BIDS Fellow Nick Adams released TextThresher, an open-access natural language processing (NLP) platform, in August 2016.
What is TextThresher?
TextThresher (http://www.textthresher.org/) is a mass collaboration software allowing researchers to direct hundreds of volunteers – working through the internet – to label tens of thousands of text documents according to all the concepts vital to researchers’ theories and questions. With TextThresher, projects that would have required a decade of effort, and the close training of wave after wave of research assistants, can be completed in about a year online.
How Will People Use TextThresher?
TextThresher is specifically designed for large and complex content analysis jobs that cannot be completed with existing automated algorithms. It is the ideal tool whenever automated approaches to textual data fail to recognize concepts vital to social scientists’ intricate theories, fail to tease out ambiguous or contextualized meanings, or fail to effectively parse relationships among, or sequences of, social entities.

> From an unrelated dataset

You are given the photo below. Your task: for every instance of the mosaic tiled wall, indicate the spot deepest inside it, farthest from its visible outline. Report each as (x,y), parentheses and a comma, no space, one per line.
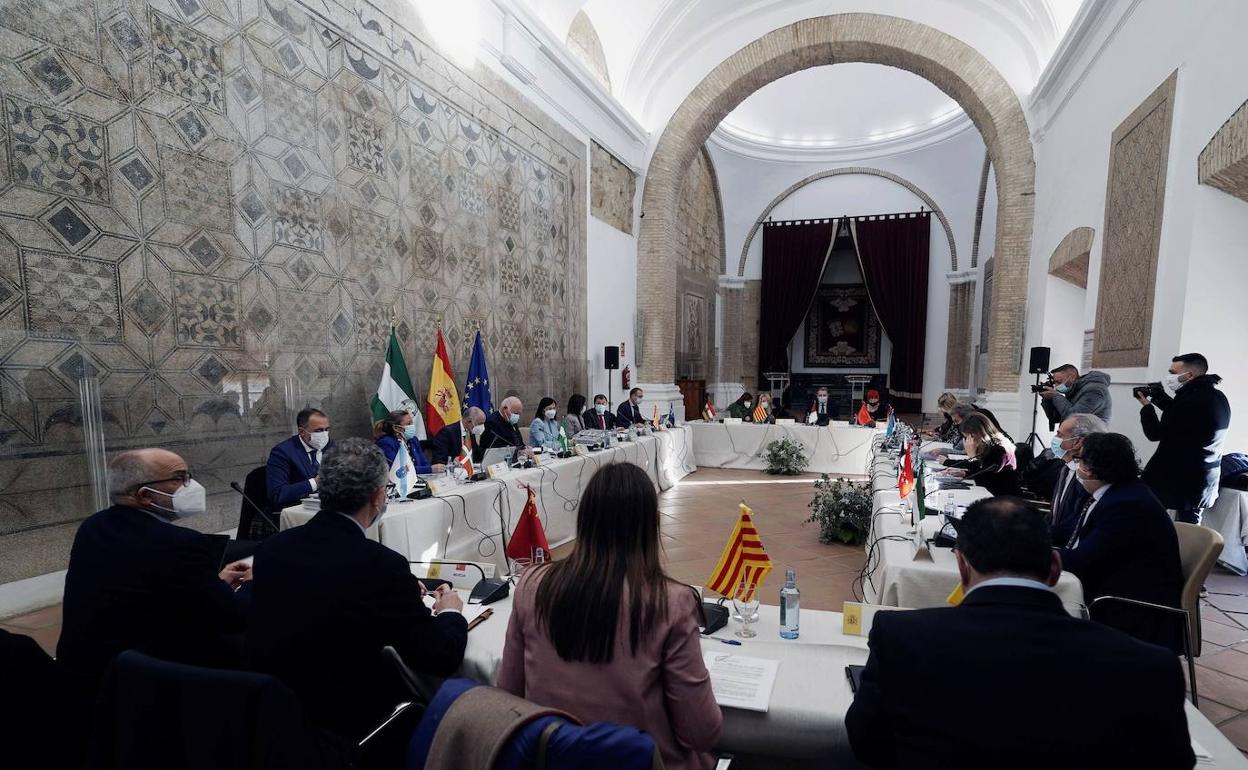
(216,207)
(612,189)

If you are interested in performing a shallow sentiment analysis of Tweets, or developing an exploratory topic model of some corpus, you won’t need TextThresher. If you have a few dozen interviews to analyze, TextThresher is probably overkill. But if you want to extract hierarchically organized, openly validated, research-grade records of related social entities and concepts appearing across thousands of longer documents, TextThresher is for you. Especially in this first beta version, it is ideally suited for the analysis of news events, historical trends, or the evolution of legal theories. Here’s how it works:
The crowd content analysis assembly line TextThresher enables is organized around two major steps. First, annotators identify (across the researcher’s documents) text units (words, phrases, sentences) that correspond with the (relatively small number of) nodes at the highest level of the researcher’s hierarchically-organized conceptual/semantic scheme. These high-level nodes describe a researcher’s units of analysis, the social units (be they individuals, events, organizations, etc.) described by variables and attributes at the lower-level nodes of the conceptual/semantic scheme. In contrast to old-style content analysis, an annotator using TextThresher does not even attempt the conceptually overwhelming task of applying dozens of different labels to a full document. They just label text units corresponding with the (usually) 3-6 highest level concepts important to a researcher. This is comparatively easy work.

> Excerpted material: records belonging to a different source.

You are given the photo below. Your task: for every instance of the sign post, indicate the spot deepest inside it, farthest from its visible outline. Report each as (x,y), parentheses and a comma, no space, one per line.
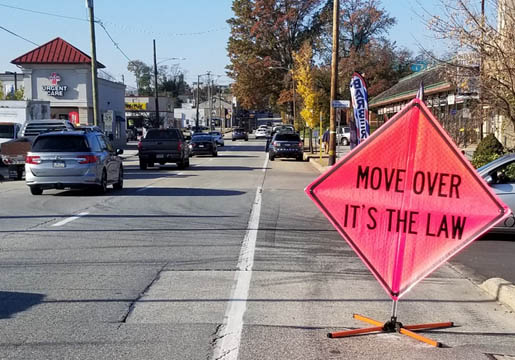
(406,205)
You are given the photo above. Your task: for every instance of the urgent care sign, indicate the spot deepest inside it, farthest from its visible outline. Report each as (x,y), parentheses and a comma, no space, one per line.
(406,199)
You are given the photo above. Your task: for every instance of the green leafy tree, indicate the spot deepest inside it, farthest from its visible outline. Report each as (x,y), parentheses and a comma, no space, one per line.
(264,34)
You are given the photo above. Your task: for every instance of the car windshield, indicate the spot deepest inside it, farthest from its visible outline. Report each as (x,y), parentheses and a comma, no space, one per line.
(162,134)
(7,131)
(201,138)
(68,143)
(287,137)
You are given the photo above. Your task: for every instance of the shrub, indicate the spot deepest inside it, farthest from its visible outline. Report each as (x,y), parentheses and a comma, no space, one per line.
(488,150)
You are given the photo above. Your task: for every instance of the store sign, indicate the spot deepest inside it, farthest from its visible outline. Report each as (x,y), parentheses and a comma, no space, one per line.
(55,89)
(135,106)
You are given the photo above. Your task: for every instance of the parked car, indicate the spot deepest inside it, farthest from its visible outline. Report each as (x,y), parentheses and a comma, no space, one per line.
(500,175)
(203,145)
(15,151)
(240,134)
(74,159)
(343,135)
(286,145)
(163,146)
(262,133)
(219,138)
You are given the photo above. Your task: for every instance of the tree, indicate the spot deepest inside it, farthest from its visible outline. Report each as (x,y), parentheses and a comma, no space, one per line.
(264,34)
(143,74)
(485,44)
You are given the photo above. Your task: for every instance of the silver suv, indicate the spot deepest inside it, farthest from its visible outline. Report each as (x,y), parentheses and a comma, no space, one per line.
(73,159)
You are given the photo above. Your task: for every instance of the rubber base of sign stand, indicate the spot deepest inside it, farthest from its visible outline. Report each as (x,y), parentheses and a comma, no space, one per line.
(393,326)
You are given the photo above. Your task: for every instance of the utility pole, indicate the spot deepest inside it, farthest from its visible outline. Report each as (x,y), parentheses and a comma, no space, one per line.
(155,86)
(334,83)
(94,73)
(209,97)
(198,102)
(222,115)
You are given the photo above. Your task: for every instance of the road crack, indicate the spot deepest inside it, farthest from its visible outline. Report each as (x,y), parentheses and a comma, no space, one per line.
(133,303)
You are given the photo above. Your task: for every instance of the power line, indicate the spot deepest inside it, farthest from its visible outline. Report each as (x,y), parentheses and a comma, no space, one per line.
(19,36)
(139,29)
(44,13)
(114,42)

In the second step, TextThresher displays those much smaller text units, corresponding with just one case of one unit of analysis, to citizen scientists/ crowd workers, and guides them through a series of leading questions about the text unit. Since TextThresher already knows the text unit is about a certain type of unit of analysis (or ‘object’ to use computer science speak), it only asks questions prompting users to search for details about the variables/attributes of that unit of analysis. By answering this relatively short list of questions and highlighting the words justifying their answers, citizen scientists label the text exactly as highly-trained research assistants would. But their work goes much faster and they are more accurate, because (1) they are only reading relatively short text units, (2) they are only concerned to find a relatively short list of variables (that are guaranteed to be relevant for the text unit they are analyzing); and (3) the work is organized as a ‘reading comprehension’ task familiar to everyone who has graduated middle school.

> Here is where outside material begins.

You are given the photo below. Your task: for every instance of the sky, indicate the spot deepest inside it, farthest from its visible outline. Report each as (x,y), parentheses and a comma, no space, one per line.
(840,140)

TextThresher uses a number of transparent approaches to validate annotators’ labels, including gold standard pre-testing, Bayesian voting weighted by annotator reputation scores, and active learning algorithms. All the labels are exportable as annotation objects consistent with W3C annotation standards, and maintain their full provenance. So, in addition to scaling up content analysis for all the ‘big text data’ out there, TextThresher also brings the old method into the light of ‘open science.’
How Can I Get My Hands on TextThresher?
Today, I am announcing that TextThresher lives. It moves data through all of its interfaces as it should. The interfaces are fully functional. (See Demo below.) And TextThresher can be deployed on Scifabric (PYBOSSA), our partner citizen (volunteer) science platform. In the weeks and months to come, we will be testing TextThresher’s user experience, refining our label validation algorithms, and using TextThresher to collect data for the GoodlyLabs’ DecidingForce and PublicEditor projects. Once we feel confident that TextThresher is working smoothly (probably around October 2017), we will invite researchers to apply to become beta users of the software. (If you already know you are excited to use TextThresher, feel free to shoot me an email and I will keep you updated about upcoming opportunities.) We hope to release TextThresher 1.0 to the general public in early 2018.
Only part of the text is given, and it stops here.